3 Magrunner: Dark Pulse Has Magnetism And. . . Cthulhu?

The game's protagonist, male, looking at decrepit room of platforms. Image source: store.steampowered.com

The Portal games are ultimately a tale of science run amok. A sadistic robot is torturing a human with dangerous theoretical physics tests that are more than likely fatal, all for the sake of science. Now add some Lovecraftian horror to that, and Magrunner: Dark Pulse is the result.

The central mechanic of this Portal-like is magnetism. Objects must be charged with like or unlike polarities to move platforms, raise elevators, or catapult across chasms. While the experiments are happening, something sinister is going on in the background that lets loose ravenous creatures from another dimension, as well as causes the game’s protagonist to have demonic visions. So, it’s just another day at the office.

2 The Talos Principle: Do Robots Dream Of Tetris Pieces?

Android surrounded by trees

Suppose Asimov and Valve had a baby. Well, that is what one would get with The Talos Principle. A lone robot awakes on a mysterious island, only with the voice of the mysterious Elohim guiding it as it explores the game’s worlds and puzzles. Throughout the robot’s journey, it will learn more about the mysteries of what came before through the terminals scattered on the island.
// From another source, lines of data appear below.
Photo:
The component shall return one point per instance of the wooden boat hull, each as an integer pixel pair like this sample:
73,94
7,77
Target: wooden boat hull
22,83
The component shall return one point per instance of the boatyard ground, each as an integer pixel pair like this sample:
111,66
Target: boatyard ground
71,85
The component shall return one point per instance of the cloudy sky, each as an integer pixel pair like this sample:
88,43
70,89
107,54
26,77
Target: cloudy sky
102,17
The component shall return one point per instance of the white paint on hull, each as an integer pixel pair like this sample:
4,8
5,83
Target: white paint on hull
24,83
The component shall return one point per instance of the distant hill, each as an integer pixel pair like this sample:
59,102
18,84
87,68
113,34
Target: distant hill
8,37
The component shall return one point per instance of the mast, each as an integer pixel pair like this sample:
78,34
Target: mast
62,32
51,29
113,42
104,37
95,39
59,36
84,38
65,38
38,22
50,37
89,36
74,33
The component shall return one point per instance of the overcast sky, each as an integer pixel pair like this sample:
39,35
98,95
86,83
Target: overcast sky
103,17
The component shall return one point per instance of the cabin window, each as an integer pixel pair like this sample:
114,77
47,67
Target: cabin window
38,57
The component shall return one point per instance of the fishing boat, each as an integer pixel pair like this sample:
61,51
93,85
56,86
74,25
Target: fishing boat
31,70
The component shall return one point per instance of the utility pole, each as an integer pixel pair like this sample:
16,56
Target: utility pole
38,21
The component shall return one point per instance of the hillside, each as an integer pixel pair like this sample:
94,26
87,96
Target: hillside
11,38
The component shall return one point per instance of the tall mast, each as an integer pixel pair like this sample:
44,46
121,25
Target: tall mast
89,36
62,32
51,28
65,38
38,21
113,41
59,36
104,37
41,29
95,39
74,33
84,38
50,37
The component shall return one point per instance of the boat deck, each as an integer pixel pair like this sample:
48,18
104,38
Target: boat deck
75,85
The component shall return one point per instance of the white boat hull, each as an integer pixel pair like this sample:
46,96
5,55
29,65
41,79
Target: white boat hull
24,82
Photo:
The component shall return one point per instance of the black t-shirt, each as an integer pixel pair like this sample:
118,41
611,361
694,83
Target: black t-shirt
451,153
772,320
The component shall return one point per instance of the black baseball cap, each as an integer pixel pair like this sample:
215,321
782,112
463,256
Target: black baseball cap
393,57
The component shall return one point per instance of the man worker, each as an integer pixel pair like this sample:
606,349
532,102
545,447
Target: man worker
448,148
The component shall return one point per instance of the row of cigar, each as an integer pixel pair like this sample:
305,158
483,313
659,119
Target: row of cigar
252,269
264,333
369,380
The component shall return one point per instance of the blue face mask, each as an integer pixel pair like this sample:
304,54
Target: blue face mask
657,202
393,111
These challenges consist of navigating mazes to acquire pieces resembling Tetris blocks, required to open areas of the game’s world. These puzzles can be head-scratchers, as solving them requires lowering barriers and navigating around dangerous robots and turrets.

1 Gateways may be the first Portal-vania.

The Professor (center) looking at himself from the past in his lab. Image source: rockpapershotgun.com

Take Portal and mix it with a side-scrolling Metroidvania, and that essentially creates Gateways. The game’s central protagonist must navigate challenges in his lab coordinated by a mysterious entity in order to discover who is behind the chaos.

In terms of gameplay, Gateways is a masterpiece. It requires critical thinking to solve each puzzle throughout the lab. As gameplay progresses, new gateway guns are discovered, each with their own abilities, enabling access to new parts of the lab. One gun creates portals that can enlarge or shrink the protagonist, and another creates a portal that sends the scientist back in time, in order to activate multiple switches simultaneously.